Liberal-kommunitaristisch, partizipatorisch demokratisch, sozial ökologische Marktwirtschaft
Wer glaubt, dass die Regeln für das Zusammenleben der Weltengemeinschaft puritanisch in einem Wort zu beschreiben sind, der irrt. Eine einsame Ideologiemetapher lässt zuviel Platz für Möglichkeiten und kann zu desolaten Zuständen führen. Im schlimmsten Fall wird sie von Fanatikern und Fundamentalisten in ihrer Auslegung missbraucht.

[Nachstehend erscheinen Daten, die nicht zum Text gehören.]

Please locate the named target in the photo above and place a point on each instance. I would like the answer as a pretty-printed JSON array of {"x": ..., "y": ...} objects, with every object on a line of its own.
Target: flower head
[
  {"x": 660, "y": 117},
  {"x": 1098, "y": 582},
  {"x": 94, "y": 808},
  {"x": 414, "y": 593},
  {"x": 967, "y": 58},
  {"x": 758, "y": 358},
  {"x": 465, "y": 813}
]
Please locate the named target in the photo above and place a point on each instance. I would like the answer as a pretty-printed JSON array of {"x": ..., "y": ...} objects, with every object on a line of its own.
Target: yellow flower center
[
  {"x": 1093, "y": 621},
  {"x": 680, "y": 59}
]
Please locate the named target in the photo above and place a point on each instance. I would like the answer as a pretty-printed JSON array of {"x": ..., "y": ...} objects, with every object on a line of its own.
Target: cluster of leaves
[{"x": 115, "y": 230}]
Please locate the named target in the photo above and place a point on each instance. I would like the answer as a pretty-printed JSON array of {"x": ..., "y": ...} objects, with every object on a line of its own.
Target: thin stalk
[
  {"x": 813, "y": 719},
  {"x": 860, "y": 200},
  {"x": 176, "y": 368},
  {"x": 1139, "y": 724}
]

Alle Ideologen, die des Sozialismus wie auch des Liberalismus, kamen zu dem deduktiven Schluss, dass die Besonderheiten aus ihrer Lehre das Patentrezept für die Staatengemeinschaft sind. Die Grundwerte des Sozialismus „Gleichheit, Gerechtigkeit und Solidarität“ wie auch die des Liberalismus „das Recht auf Leben, Freiheit und Eigentum“ sind für sich gesehen unumstößliche Prinzipien zum Wohle der Menschen. Und doch gebarten die positiv belegten Theorien, fanatisch orientierte Strömungen, wie den Kommunismus und den Turbo-Kapitalismus.
Eine andere Ideologie, die der Deutschen sozialen Marktwirtschaft, brachte als freizügiges Wirtschaftsmodell in den 60iger Jahren das von Ludwig Erhard erhoffte Wirtschaftswunder. Noch heute klammern wir uns an diese Theorie, welche „Wohlstand für alle“ postuliert, und merken dabei nicht, dass sich das Modell bereits selbst überholt hat.
Zwar versucht der Sozialstaat seiner Führsorgepflicht weitgehend nachzukommen, erreicht aber seine Ziele aufgrund unflexibler und unangepasster Ausrichtung innerhalb der freien Marktwirtschaft immer seltener.
Der Grund dafür liegt im Wirken einer über Dekaden frei entwickelten und liberalisierten Marktwirtschaft, welche autark nach ihren eigenen Regeln funktioniert. Politik zum Wohle der Menschen, Politik zum Erhalt der natürlichen Lebensgrundlage verkommt in der politischen Umsetzung oftmals zu einem Wunschtraum. Denn die Einflussnahme der Marktkräfte auf die politische Legislative durch Lobbyismus ist allgegenwärtig und die Marktmacht des angesammelten Kapitals fungiert dabei als politische Waffe. Notwendige, zukunftsorientierte Paradigmenwechsel werden von einer Gilde von Profiteuren des Wirtschaftswunders des vergangenen 20sten Jahrhunderts verhindert, nicht zuletzt, weil sie Innovationen fürchten.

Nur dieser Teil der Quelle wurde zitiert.